Scikit-learn Installation and Setup Guide

Introduction

Welcome to your first lab on scikit-learn! Scikit-learn is one of the most popular and powerful open-source machine learning libraries for Python. It provides a wide range of tools for data mining and data analysis, built on top of NumPy, SciPy, and matplotlib.

Before starting this course, you should have basic Python programming skills and ensure that Python is properly configured in your system PATH. If you haven't learned Python yet, you can start from our Python Learning Path. Additionally, you should have NumPy and Pandas installed as they are essential prerequisites for scikit-learn operations. If you need to learn these libraries, you can explore our NumPy Learning Path and Pandas Learning Path.

In this lab, you will learn the fundamental steps to get started with scikit-learn in the LabEx environment. We will walk through verifying the installation, importing modules, and loading one of scikit-learn's built-in datasets. This will confirm that your environment is correctly configured for future machine learning experiments.

Install scikit-learn using pip install scikit-learn

In this step, we will discuss how to install the scikit-learn library. In a typical Python environment on your local machine, you would use pip, the package installer for Python, to install new libraries. The command to install scikit-learn is:

pip install scikit-learn

Command to install scikit-learn

However, to make your learning experience smoother, the LabEx environment comes with scikit-learn and its dependencies pre-installed. Therefore, you do not need to run the installation command here. We are showing it for your reference, so you know how to set up scikit-learn on your own computer.

Let's move on to the next step to start using the library.

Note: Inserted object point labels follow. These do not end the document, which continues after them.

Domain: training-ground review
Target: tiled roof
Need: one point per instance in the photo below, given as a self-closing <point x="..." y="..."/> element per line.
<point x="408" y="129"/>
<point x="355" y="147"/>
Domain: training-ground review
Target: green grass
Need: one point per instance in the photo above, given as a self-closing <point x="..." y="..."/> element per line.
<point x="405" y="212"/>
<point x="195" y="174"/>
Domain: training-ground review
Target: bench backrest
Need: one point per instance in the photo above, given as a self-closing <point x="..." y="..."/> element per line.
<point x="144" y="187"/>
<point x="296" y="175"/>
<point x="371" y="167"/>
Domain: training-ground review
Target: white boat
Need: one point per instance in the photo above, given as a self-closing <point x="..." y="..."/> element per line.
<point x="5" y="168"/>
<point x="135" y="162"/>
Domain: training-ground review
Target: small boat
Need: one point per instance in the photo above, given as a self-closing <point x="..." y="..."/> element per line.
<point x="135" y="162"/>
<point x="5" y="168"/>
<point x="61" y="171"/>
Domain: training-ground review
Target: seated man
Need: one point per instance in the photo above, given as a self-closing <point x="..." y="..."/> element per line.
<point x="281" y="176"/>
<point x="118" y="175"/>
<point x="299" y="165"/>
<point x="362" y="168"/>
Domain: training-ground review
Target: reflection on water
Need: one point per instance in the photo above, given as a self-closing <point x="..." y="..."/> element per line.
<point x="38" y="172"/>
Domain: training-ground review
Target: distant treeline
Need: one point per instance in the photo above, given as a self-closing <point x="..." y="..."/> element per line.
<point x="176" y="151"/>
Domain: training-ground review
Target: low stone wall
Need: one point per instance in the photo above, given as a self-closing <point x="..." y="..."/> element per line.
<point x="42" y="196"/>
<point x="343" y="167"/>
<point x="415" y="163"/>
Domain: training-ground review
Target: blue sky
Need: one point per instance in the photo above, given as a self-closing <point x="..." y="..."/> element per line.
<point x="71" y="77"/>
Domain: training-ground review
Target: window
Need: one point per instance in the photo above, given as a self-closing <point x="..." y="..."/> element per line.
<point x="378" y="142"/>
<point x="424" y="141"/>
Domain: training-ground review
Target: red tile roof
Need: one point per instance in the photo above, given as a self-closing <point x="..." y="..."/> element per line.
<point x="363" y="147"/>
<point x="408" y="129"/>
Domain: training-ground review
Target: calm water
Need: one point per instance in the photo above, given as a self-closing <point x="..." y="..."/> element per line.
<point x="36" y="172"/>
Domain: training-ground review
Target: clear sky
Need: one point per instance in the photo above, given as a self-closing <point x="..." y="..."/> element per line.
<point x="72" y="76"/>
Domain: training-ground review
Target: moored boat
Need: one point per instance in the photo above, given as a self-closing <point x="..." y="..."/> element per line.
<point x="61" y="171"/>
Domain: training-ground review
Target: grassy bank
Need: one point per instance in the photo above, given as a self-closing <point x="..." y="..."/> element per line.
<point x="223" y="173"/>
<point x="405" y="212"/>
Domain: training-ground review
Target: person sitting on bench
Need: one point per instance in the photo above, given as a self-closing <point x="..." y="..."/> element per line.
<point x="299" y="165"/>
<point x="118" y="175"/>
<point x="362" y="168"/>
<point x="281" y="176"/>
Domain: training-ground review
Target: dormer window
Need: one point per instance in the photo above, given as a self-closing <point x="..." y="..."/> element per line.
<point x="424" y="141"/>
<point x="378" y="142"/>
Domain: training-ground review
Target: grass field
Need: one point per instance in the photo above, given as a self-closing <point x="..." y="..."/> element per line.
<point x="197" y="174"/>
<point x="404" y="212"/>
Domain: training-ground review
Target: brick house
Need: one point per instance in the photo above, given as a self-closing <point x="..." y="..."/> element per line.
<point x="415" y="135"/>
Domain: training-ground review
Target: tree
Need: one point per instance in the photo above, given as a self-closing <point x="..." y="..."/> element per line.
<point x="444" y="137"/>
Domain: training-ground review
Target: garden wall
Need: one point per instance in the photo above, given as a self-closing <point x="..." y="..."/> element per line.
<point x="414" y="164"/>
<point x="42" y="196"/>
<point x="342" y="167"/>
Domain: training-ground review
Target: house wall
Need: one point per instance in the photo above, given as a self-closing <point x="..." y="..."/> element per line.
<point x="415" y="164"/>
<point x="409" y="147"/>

Import scikit-learn as from sklearn import datasets

In this step, you will write your first line of Python code to interact with the scikit-learn library. Before you can use any functions or objects from a library in Python, you must first import it into your script.

Scikit-learn includes a module called datasets which contains utilities to load and fetch popular reference datasets. We will import this module to use it in a later step.

First, locate the main.py file in the file explorer on the left side of your WebIDE. Click on it to open it in the editor. Now, add the following line of code to the main.py file:

from sklearn import datasets

Python code to import scikit-learn datasets

This line tells Python to find the sklearn library and import the datasets module from it, making its functions available for us to use. After adding the code, save the file. We will add more code and run the script in the upcoming steps.

Verify installation with sklearn.version

In this step, we will verify that scikit-learn is properly installed and accessible by checking its version number. This is a common practice to ensure a library is correctly set up in your environment. Every scikit-learn installation has a special attribute __version__ that holds this information.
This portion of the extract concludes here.